# Firearm changes in Zone 3



## ENCORE (Sep 19, 2005)

With the latest change to allow certain straight walled cartridges in southern MI for the regular firearm season, it appears that some may be getting the wrong information.... to an extent.

I'm hearing that because of this change, some *Zone 3* hunters feel it is now LEGAL to use a muzzleloader with smokeless propellant and during the regular firearm deer season.

What's the real scoop on this? I haven't read where a muzzleloader with smokeless propellant can be used in ZONE 3, during the regular firearm season (Nov 15 - 30).

Hopefully an officer can answer this correctly for me (us).


----------



## malainse (Sep 2, 2002)

In reading the law nothing changed on Muzzys in the Limited (shotgun) zone. As you stated only mentions new legal straight-walled centerfire. 
So, I would say no on the smokeless.

Just to make sure not a catch-22 I called Lansing. Per Law Enforcement division we are correct. 

........


----------



## ENCORE (Sep 19, 2005)

Thank you.


----------



## BUSTA'YOTE (Aug 26, 2003)

ENCORE said:


> With the latest change to allow certain straight walled cartridges in southern MI for the regular firearm season, it appears that some may be getting the wrong information.... to an extent.
> 
> I'm hearing that because of this change, some *Zone 3* hunters feel it is now LEGAL to use a muzzleloader with smokeless propellant and during the regular firearm deer season.
> 
> ...



You are getting "Zone 3" confused with the "Limited Firearm Deer Zone" they are two different things. Look at a map.

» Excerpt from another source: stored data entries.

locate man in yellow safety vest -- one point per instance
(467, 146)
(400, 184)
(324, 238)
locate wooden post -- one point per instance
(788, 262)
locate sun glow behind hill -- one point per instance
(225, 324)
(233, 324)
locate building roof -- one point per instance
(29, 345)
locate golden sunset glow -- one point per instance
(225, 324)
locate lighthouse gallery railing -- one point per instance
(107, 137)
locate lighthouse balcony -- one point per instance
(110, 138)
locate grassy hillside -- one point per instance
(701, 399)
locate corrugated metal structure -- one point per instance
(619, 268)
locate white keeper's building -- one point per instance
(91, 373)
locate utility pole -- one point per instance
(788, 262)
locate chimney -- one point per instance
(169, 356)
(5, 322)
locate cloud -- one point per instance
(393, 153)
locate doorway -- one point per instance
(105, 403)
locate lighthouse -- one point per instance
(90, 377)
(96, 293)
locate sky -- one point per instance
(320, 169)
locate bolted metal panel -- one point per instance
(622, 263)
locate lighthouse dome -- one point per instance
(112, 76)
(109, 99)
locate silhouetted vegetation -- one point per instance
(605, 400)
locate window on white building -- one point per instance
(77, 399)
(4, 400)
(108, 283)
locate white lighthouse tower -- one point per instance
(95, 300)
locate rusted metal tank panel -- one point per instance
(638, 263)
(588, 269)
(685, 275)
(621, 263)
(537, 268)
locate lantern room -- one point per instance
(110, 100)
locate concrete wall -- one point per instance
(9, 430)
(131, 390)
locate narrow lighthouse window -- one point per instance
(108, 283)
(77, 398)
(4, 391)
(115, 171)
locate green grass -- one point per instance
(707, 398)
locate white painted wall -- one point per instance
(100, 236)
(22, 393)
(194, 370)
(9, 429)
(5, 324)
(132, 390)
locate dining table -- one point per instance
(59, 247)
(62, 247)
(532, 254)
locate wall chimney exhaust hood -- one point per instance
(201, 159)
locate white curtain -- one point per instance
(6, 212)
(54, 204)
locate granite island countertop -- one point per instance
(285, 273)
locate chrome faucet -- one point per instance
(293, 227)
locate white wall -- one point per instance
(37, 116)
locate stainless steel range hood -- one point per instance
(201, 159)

The northern most counties in Zone 3, or parts therof, are above the "Limited Firearms Deer Zone" boundary. This would be what is considered part of the "North of Limited Firearms Deer Zone".

So to say that one cannot use smokeless powder in a muzzleloader during the Regular Firearm Deer Season in Zone 3, is not a true statement. There are parts of Zone 3 where it is perfectly legal, even in the eyes of the DNR Law Division.

Go to page 12 in the 2014 Michigan Hunting and Trapping Digest, there is a map.

http://www.michigan.gov/dnr/0,1607,7-153-10371_14724---,00.html


----------